Most armed groups involved in human smuggling and trafficking in Libya have links to the country’s official security institutions, sanctions experts said in a confidential report to a U.N. Security Council committee seen by Reuters on Wednesday.
People smugglers operating with impunity in Libya have sent hundreds of thousands of migrants to Europe, mainly Italy, by sea since 2014. Thousands have died during the voyages.
“Armed groups, which were party to larger political-military coalitions, have specialised in illegal smuggling activities, notably human smuggling and trafficking,” experts reported to the 15-member Security Council committee. They said most of these armed groups “were nominally affiliated to official security institutions.”
The experts were reporting on an arms embargo and targeted sanctions that the U.N. Security Council imposed on Libya in 2011 when former leader Muammar Gaddafi’s forces cracked down on pro-democracy protesters.
Eritrean migrants told the sanctions monitors they had been arrested by the Special Deterrence Force (SDF), which is an armed group affiliated with the internationally recognised Government of National Accord’s Ministry of Interior, the report said.
The migrants said the Special Deterrence Force handed them to various smuggling rings. “The panel is assessing whether the SDF’s leadership was aware of collusion and trafficking being conducted within its ranks,” the sanctions monitors wrote.
They also noted: “The panel is concerned over the possible use of state facilities and state funds by armed groups and traffickers to enhance their control of migration routes.”
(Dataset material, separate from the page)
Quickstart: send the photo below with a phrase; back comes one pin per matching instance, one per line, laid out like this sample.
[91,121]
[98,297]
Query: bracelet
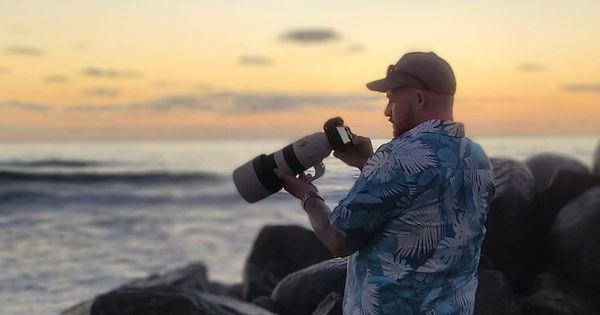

The SDF denied the allegations. The force “has nothing to do with smuggling”, SDF spokesman Ahmad Bin Salem told Reuters in a written statement. “It is fighting illegal immigration and has arrested many smugglers”, he said.
International agencies told the sanctions monitors that Libya’s Directorate Combating Illegal Migration had no control over its 24 detention centres. Migrants told the U.N. monitors that local armed groups controlled the centres they stayed in.
So far this year, just over 3,500 migrants are recorded to have crossed from Libya to Italy, about 60 percent fewer than during the same period last year, according the Italian Interior Ministry.
Libya descended into chaos after a NATO-backed uprising in 2011 led to the overthrow and killing of Gaddafi, with two competing governments backed by militias scrambling for control of the oil-producing country.
“Foreign fighters and armed groups, moving in and out of Libya, exploit the uncontrolled proliferation of arms and related material in Libya resulting in regular violations of the (U.N.) arms embargo,” the sanctions monitors said.